A Dual-Sensor-Based Screening System for In Vitro Selection of TDP1 Inhibitors
Ann-Katrine Jakobsen,
Josephine Geertsen Keller,
María Gonzalez,
Endika Martin-Encinas,
Francisco Palacios,
Concepcion Alonso,
Birgitta Ruth Knudsen,
Magnus Stougaard
Affiliations
Ann-Katrine Jakobsen
Department of Pathology, Aarhus University Hospital, N 8200 Aarhus, Denmark
Josephine Geertsen Keller
Department of Clinical Medicine, Aarhus University, N 8200 Aarhus, Denmark
María Gonzalez
Department of Organic Chemistry I, Faculty of Pharmacy and Lascaray Research Center, University of Basque Country (UPV/EHU), 01006 Vitoria-Gasteiz, Spain
Endika Martin-Encinas
Department of Organic Chemistry I, Faculty of Pharmacy and Lascaray Research Center, University of Basque Country (UPV/EHU), 01006 Vitoria-Gasteiz, Spain
Francisco Palacios
Department of Organic Chemistry I, Faculty of Pharmacy and Lascaray Research Center, University of Basque Country (UPV/EHU), 01006 Vitoria-Gasteiz, Spain
Concepcion Alonso
Department of Organic Chemistry I, Faculty of Pharmacy and Lascaray Research Center, University of Basque Country (UPV/EHU), 01006 Vitoria-Gasteiz, Spain
Birgitta Ruth Knudsen
Department of Molecular Biology and Genetics, Aarhus University, C 8000 Aarhus, Denmark
Magnus Stougaard
Department of Pathology, Aarhus University Hospital, N 8200 Aarhus, Denmark
DNA sensors can be used as robust tools for high-throughput drug screening of small molecules with the potential to inhibit specific enzymes.
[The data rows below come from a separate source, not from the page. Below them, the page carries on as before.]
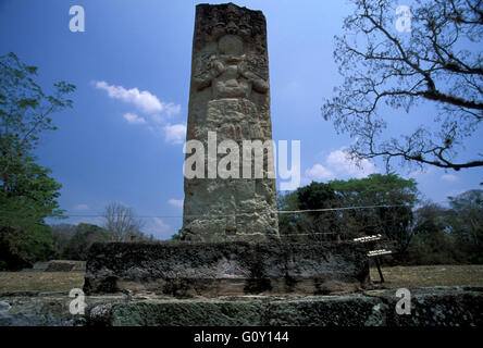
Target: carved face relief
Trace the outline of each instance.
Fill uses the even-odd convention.
[[[220,39],[218,48],[222,54],[242,55],[244,51],[244,42],[238,36],[228,34]]]

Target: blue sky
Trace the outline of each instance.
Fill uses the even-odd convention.
[[[202,2],[202,1],[201,1]],[[54,114],[58,130],[45,135],[37,154],[62,183],[61,208],[96,215],[109,202],[133,207],[146,232],[165,239],[182,226],[183,140],[187,119],[193,0],[0,0],[0,54],[15,52],[39,67],[38,83],[77,86],[74,108]],[[222,3],[211,1],[210,3]],[[262,10],[268,22],[274,140],[301,141],[302,184],[383,172],[360,171],[344,157],[352,141],[323,120],[323,98],[342,82],[333,60],[334,35],[351,10],[345,1],[235,1]],[[69,29],[72,5],[85,10],[84,33]],[[422,120],[431,107],[412,112]],[[406,120],[395,121],[404,127]],[[468,153],[481,152],[480,128]],[[483,170],[424,173],[414,177],[434,201],[479,188]],[[481,187],[481,186],[480,186]],[[70,222],[100,223],[73,216]]]

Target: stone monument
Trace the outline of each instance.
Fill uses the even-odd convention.
[[[233,3],[197,5],[185,163],[193,156],[190,141],[200,161],[194,162],[199,175],[193,177],[186,175],[193,165],[185,164],[184,240],[94,244],[86,294],[326,295],[368,284],[363,246],[284,243],[278,236],[273,153],[269,146],[252,157],[252,148],[244,147],[271,144],[268,66],[260,11]],[[210,154],[210,144],[230,153],[249,152],[248,160],[244,156],[226,165],[227,172],[244,172],[248,163],[247,173],[216,175],[227,151]],[[208,153],[201,151],[207,147]],[[257,170],[260,158],[264,164]]]
[[[240,150],[244,140],[272,145],[267,24],[261,11],[233,3],[197,7],[186,139],[208,148],[209,132],[215,135],[216,147],[226,140]],[[262,177],[255,177],[251,150],[248,177],[242,177],[242,160],[232,169],[239,177],[210,177],[205,152],[202,161],[208,165],[202,177],[185,176],[185,239],[264,241],[278,237],[275,178],[270,177],[273,151],[268,150],[261,159],[265,163]],[[216,154],[214,164],[224,156]]]

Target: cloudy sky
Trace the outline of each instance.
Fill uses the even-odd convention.
[[[71,222],[100,223],[95,215],[107,203],[121,202],[145,216],[146,232],[157,238],[181,227],[197,3],[0,0],[0,54],[13,51],[38,66],[46,91],[57,80],[77,86],[74,108],[54,115],[59,129],[46,134],[37,151],[40,164],[63,185],[60,203]],[[262,10],[267,17],[273,137],[300,140],[301,184],[384,172],[377,161],[360,167],[350,163],[345,149],[352,139],[337,135],[320,111],[342,80],[333,37],[342,33],[350,7],[342,0],[236,3]],[[84,33],[69,28],[72,5],[85,10]],[[411,116],[422,120],[431,113],[428,108]],[[396,122],[401,128],[408,123]],[[481,151],[482,135],[480,129],[469,152]],[[483,181],[482,170],[400,169],[399,174],[416,178],[420,190],[438,202]]]

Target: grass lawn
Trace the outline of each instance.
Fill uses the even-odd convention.
[[[483,264],[382,266],[384,285],[389,288],[480,285],[483,286]],[[371,279],[379,282],[377,269],[371,268]]]
[[[426,287],[483,286],[483,265],[419,265],[383,266],[385,286]],[[371,279],[379,281],[377,270],[371,268]],[[82,288],[82,272],[0,272],[0,294],[10,291],[57,291]]]
[[[0,272],[0,294],[82,288],[84,272]]]

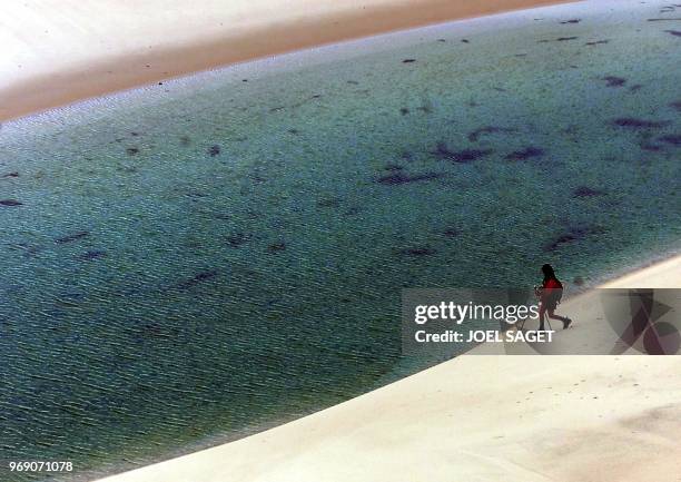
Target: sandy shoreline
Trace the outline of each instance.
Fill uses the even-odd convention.
[[[561,1],[239,0],[227,9],[205,0],[193,9],[108,1],[105,16],[101,2],[10,1],[0,19],[10,52],[0,59],[0,120],[307,47],[554,3]]]
[[[79,6],[6,6],[0,39],[12,55],[1,61],[0,119],[305,47],[559,2],[328,1],[319,11],[312,9],[319,2],[296,0],[282,18],[265,1],[250,2],[257,14],[213,0],[195,14],[176,2],[165,17],[150,16],[161,3],[149,1],[135,10],[147,24],[122,21],[131,18],[125,7],[105,18],[79,6],[72,14],[86,31],[59,14],[67,3]],[[46,27],[45,18],[56,20]],[[680,274],[677,256],[603,287],[681,287]],[[583,299],[562,309],[585,319]],[[578,324],[565,335],[594,333]],[[681,472],[680,371],[675,356],[460,356],[295,422],[106,480],[671,482]]]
As enzymes work in complex biological pathways, it is important to screen for both desired and undesired inhibitory effects. We here report a screening system utilizing specific sensors for tyrosyl-DNA phosphodiesterase 1 (TDP1) and topoisomerase 1 (TOP1) activity to screen in vitro for drugs inhibiting TDP1 without affecting TOP1. As the main function of TDP1 is repair of TOP1 cleavage-induced DNA damage, inhibition of TOP1 cleavage could thus reduce the biological effect of the TDP1 drugs. We identified three new drug candidates of the 1,5-naphthyridine and 1,2,3,4-tetrahydroquinolinylphosphine sulfide families. All three TDP1 inhibitors had no effect on TOP1 activity and acted synergistically with the TOP1 poison SN-38 to increase the amount of TOP1 cleavage-induced DNA damage. Further, they promoted cell death even with low dose SN-38, thereby establishing two new classes of TDP1 inhibitors with clinical potential. Thus, we here report a dual-sensor screening approach for in vitro selection of TDP1 drugs and three new TDP1 drug candidates that act synergistically with TOP1 poisons.